(Photo: Caitlin Cunningham)
I’d never heard of the Mods until I arrived on the Boston College campus for orientation in the summer of 1994. “What’s up with these little houses?” I asked, as my classmates and I walked through lower campus. “That’s where the seniors live,” a fellow incoming freshman said. “That’s where you want to be.”
The prefab, two-story Mods (short for modular housing) were installed in 1970, and they’ve developed a certain mystique, both because they are somewhat exclusive—there’s room for only 438 seniors to live there, about a fifth of the class—and an epicenter of campus culture. Being a Mod resident carries with it a certain cachet. Sure, you get in through sheer luck, but the perception has always been that people who live in the Mods are part of a special club. As one friend used to say—without a whiff of hyperbole—“Everything happens in the Mods.”
So, despite the fact that they were small and dingy, there wasn’t a single person I knew who didn’t want to call one of the ruddy-brown huts home. You could score a Mod only by selecting five potential roommates and then hoping your number was drawn in the annual housing lottery. As the drawing rolled around during my senior year, I remember classmates saying little prayers, hoping divine intervention would deliver them into the Mods. When fate inevitably denied a space to the majority of us, there was heartache.
I recall a post-lotto conversation with one of my disappointed roommates. He was a legacy who’d basically grown up on campus, attending football, basketball, and hockey games. For Bryan, applying to BC was preordained, a no-brainer. And the way he saw it, Mod living was practically a birthright. “I always envisioned that that’s where I’d live,” he said. “I was devastated.”

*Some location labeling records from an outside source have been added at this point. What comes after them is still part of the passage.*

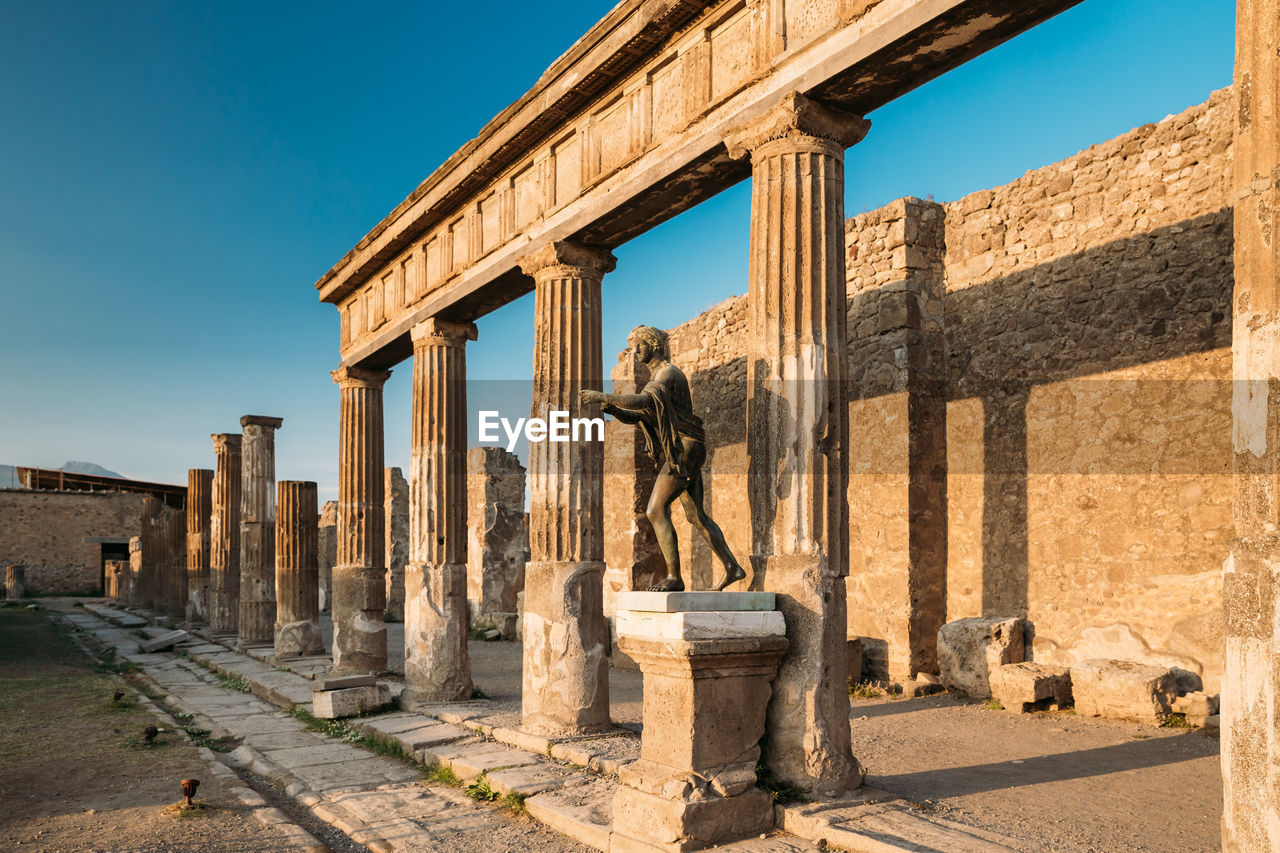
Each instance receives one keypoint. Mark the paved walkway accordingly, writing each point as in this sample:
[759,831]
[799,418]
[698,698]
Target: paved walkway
[567,785]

Just how beloved are the Mods? In his 2002 Commencement address, the former NATO ambassador Nicholas Burns ’78 mentioned exactly one BC building: the Mod where he had lived (36A). After his speech, Burns made only a couple of stops on campus. One of them was a visit to 36A.

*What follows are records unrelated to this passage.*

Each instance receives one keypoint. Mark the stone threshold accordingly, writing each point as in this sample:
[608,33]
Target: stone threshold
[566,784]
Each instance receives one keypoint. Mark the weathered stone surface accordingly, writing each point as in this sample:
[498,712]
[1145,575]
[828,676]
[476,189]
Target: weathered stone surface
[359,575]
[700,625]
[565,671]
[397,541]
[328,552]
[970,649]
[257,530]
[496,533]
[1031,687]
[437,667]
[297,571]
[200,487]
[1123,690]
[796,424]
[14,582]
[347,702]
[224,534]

When the Mods opened, they were intended as temporary housing. Half a century later, it is difficult to imagine the Heights without them.

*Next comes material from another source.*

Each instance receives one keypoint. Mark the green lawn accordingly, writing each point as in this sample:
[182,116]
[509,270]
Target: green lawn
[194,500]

What makes the Mods’ story doubly fascinating is their inauspicious beginning. In 1970, BC was facing a housing crisis. Earlier that year, the first women had matriculated, and the university was in the middle of a transformation from a predominantly commuter school to a residential one. There simply wasn’t enough housing on campus to accommodate the influx of new students. Plans to build a large dorm had fallen through, so administrators came up with a short-term solution: situate forty-three prefabricated modular duplexes on lower campus. Each duplex had two 1,100-square-foot units—A and B—with room for six seniors in each unit, plus patios and yards. They were supposed to be in place for only five years or so and then be razed to make way for new dorms.
When installation day came in early September 1970, Jim Lewis ’72, MA’75, and his roommates were there. They were set to live in the very first unit. “We watched the crane lift Mod 1A off the flatbed and hover it about 20 feet over the pad,” said Lewis, who lives in Southborough, Massachusetts. “And then the chain broke. The Mod fell and smashed and splintered. Toilets were smashed, the doors were smashed.” Lewis was horrified at first. “And then we just started laughing, thinking it was the funniest thing we’d ever seen,” he said. (The Heights memorialized the mishap with a strip of photos in the September 15, 1970, issue.)
The Mods—including a new 1A—were gradually trucked onto campus, and though some students were able to move in at the end of October, a plumbers’ strike, bad weather, and faulty pipe fittings delayed full occupancy until December. While they waited, Lewis and everybody else who was supposed to reside in the Mods were instead shuttled to nearby hotels. (Two intrepid students, Bill Cagney ’72 and Tom Gibbons ’72, even pitched a tent behind Shaw House, according to The Heights.) Despite the initial hiccups, the Mods proved a fast success. “They had living rooms, kitchens, separate bedrooms. They were appealing because they were little apartments,” said Professor James O’Toole ’72, the Clough Millennium Chair of History and the author of a forthcoming history of Boston College. “The primary alternative were two-person cells on upper campus.”
Even as new dorms with modern conveniences sprung up, seniors continued to opt for the cramped spaces with the paper-thin walls. “You could talk through them,” Lewis recalled. “You could have entire conversations with the people in the Mod next door.”